Speaker
Description
Open science has been widely adopted as the key paradigm for modern science. However, to achieve this lofty goal, one needs to consider the additional work required to practically open all aspects of the scientific processes. Rapid advance on open access publishing is only one of the aspects, and even this solution has also created its own challenges to equity and fairness in the form of publishing fees. Even larger challenges come from opening up the rest of the scientific process, such as research data, software and teaching materials and content, particularly as opening up these outputs is often labour intensive, requiring additional documentation, and can lead to feeling (or sometimes even practice) of unfair use of the outputs.
These challenges have been approached this far from two key perspectives. First by improving the infrastructure and processes to reduce the additional work and resources needed from the output producers. This “infrastructure angle" has been supported by many global (e.g. RDA) and local organisations (universities, national networks, repositories, data stewards, etc.). Secondly, the researchers have been required to make their research more open, framing it as a requirement to their work, or even more generally, as an ethical value proposition, explaining the (often well documented) societal and scientific benefits of opening the outputs.

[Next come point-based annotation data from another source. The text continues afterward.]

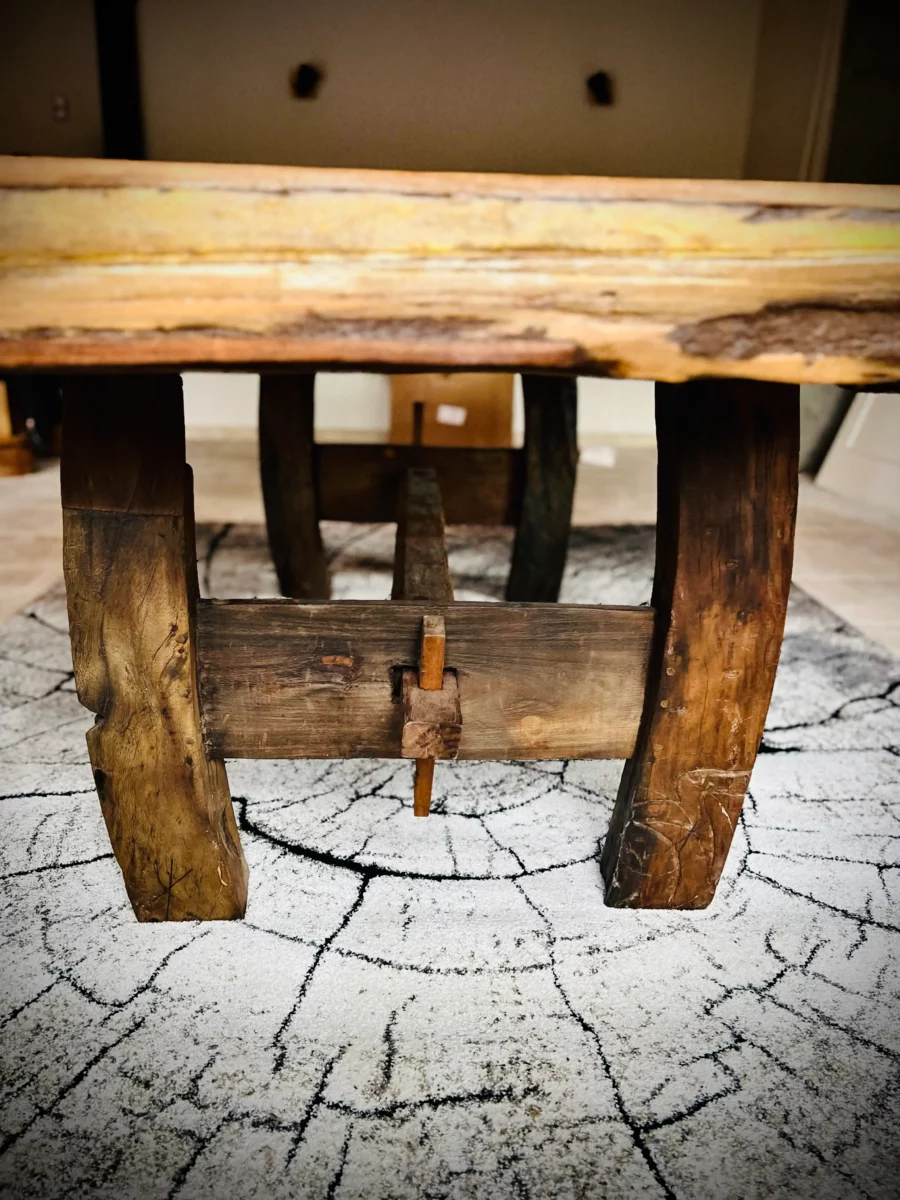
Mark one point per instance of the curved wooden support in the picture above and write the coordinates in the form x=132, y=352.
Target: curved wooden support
x=726, y=507
x=131, y=581
x=287, y=465
x=551, y=459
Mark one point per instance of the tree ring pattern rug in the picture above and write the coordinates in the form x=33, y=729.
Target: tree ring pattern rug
x=444, y=1008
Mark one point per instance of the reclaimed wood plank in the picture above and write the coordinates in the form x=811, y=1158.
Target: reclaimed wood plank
x=288, y=474
x=281, y=679
x=149, y=264
x=551, y=461
x=131, y=583
x=726, y=503
x=420, y=565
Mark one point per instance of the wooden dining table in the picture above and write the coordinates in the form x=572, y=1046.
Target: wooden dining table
x=118, y=276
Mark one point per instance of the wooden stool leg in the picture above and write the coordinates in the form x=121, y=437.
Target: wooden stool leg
x=726, y=507
x=287, y=465
x=131, y=581
x=551, y=457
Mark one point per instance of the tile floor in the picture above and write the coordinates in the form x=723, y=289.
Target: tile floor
x=847, y=556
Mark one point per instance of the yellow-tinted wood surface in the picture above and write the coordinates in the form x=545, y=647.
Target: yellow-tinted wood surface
x=130, y=264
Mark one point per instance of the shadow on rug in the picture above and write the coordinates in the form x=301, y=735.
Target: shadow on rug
x=444, y=1008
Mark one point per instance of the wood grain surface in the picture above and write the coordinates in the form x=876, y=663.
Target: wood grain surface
x=141, y=264
x=420, y=567
x=288, y=474
x=281, y=679
x=726, y=509
x=550, y=463
x=131, y=585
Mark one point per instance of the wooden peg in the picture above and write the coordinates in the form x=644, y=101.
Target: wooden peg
x=431, y=677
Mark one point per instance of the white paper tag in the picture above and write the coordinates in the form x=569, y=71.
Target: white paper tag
x=451, y=414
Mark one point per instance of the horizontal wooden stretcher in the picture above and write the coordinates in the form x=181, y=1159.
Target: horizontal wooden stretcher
x=729, y=294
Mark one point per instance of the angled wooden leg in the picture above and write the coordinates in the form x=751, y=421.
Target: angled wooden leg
x=131, y=582
x=287, y=465
x=726, y=507
x=421, y=573
x=551, y=457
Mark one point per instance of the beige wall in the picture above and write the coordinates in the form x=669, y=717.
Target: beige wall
x=454, y=84
x=347, y=402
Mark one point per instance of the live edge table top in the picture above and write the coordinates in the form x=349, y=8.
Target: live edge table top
x=131, y=265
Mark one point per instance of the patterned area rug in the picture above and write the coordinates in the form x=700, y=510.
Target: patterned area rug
x=444, y=1008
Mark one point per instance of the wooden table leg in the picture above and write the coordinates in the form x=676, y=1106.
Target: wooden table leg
x=131, y=581
x=551, y=459
x=726, y=507
x=287, y=466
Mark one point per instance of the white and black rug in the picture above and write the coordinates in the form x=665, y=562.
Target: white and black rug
x=444, y=1008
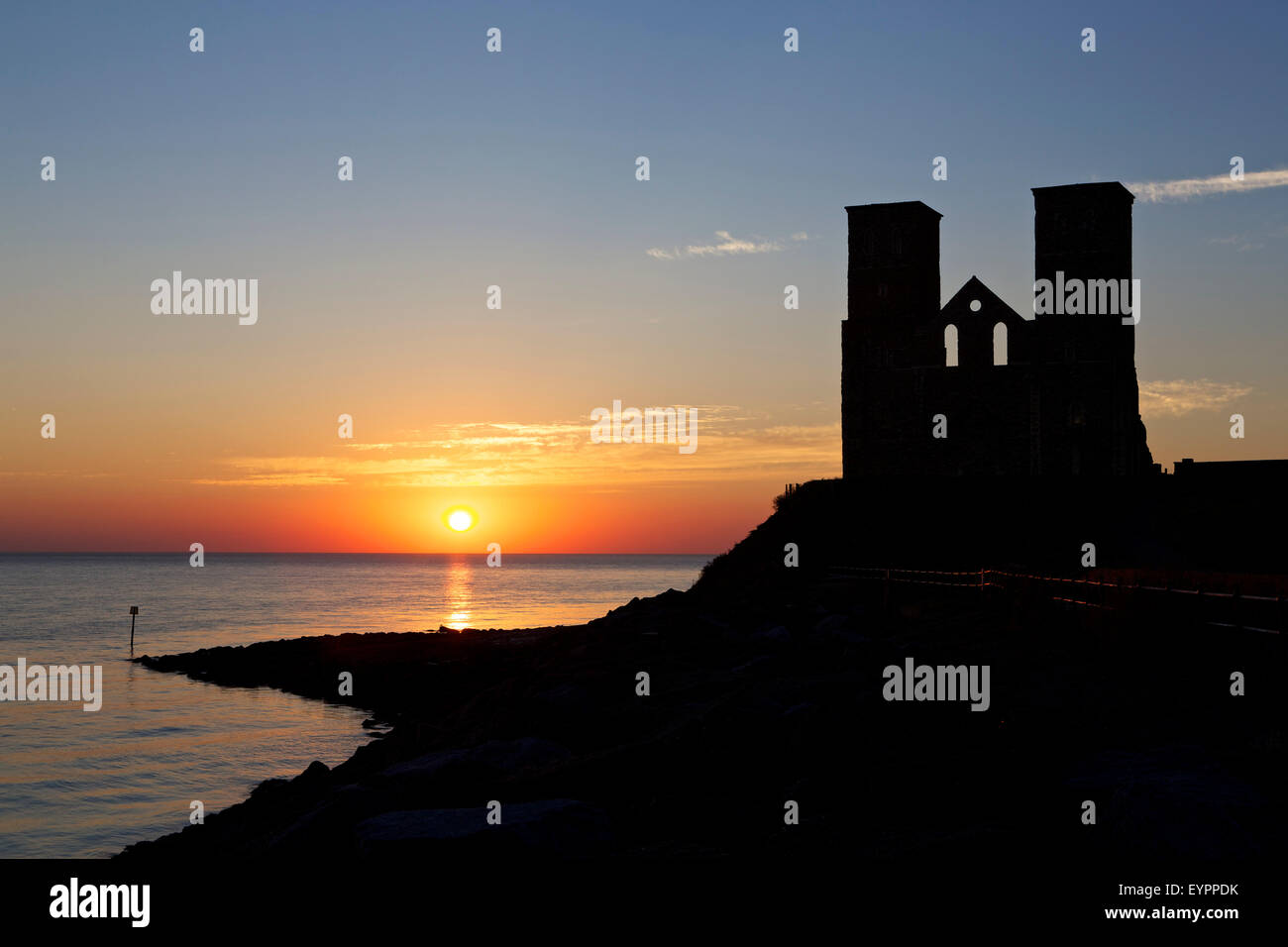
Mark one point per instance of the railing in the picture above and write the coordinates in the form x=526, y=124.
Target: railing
x=1262, y=613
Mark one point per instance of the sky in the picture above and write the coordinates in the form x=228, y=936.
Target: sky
x=518, y=169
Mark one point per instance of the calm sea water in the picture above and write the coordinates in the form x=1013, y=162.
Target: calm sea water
x=76, y=784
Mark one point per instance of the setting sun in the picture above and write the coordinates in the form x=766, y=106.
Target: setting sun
x=460, y=519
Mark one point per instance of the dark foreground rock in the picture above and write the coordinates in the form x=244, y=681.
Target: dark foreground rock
x=761, y=699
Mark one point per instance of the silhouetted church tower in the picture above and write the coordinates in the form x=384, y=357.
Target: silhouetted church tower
x=1050, y=394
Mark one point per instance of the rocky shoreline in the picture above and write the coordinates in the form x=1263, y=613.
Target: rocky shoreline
x=758, y=697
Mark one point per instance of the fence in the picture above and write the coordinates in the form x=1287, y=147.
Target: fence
x=1231, y=609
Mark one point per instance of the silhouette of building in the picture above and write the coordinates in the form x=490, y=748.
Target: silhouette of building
x=1054, y=393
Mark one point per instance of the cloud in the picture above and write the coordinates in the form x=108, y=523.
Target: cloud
x=1189, y=188
x=732, y=445
x=728, y=245
x=1181, y=397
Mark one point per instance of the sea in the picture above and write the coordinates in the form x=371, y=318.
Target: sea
x=77, y=784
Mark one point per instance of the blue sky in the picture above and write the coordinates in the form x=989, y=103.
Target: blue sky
x=518, y=169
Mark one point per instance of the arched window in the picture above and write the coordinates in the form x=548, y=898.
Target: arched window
x=951, y=346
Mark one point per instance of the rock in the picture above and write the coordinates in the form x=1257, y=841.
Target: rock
x=563, y=826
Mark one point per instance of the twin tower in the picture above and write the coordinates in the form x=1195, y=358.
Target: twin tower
x=971, y=386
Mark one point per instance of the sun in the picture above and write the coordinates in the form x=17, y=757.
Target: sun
x=459, y=519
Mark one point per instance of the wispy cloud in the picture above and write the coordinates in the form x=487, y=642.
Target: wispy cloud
x=730, y=446
x=1189, y=188
x=728, y=245
x=1181, y=397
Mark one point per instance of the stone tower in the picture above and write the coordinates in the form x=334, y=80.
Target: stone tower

However, even with the additional support infrastructure, and the great advances on processes for openness, the additional time and effort is still required. As long as the openness of the research outputs is not properly valued in the practical evaluation of research, there is a danger of creating a dilemma for researchers: “should I spend my time and effort making science open and acting as a good member of scientific community, or should I instead concentrate on increasing the metrics which do support my career.” In the strict competition to faculty positions, we might end up in a situation where acting “unethically”, e.g. by spending minimal time to increase openness, is actually rewarded in the career progression. This comes even more challenging when considering the challenges for researchers from lower income countries, who might not have access to the infrastructure tools mentioned above.
It is thus critical, that we discuss and agree more widely how to value scientific openness in general, and (at least from my perspective) scientific outputs in particular. What makes a good dataset? What use of research software source code is of value to the community? What is the value of the openness for the organisations paying for the researchers’ salaries? Who should act first?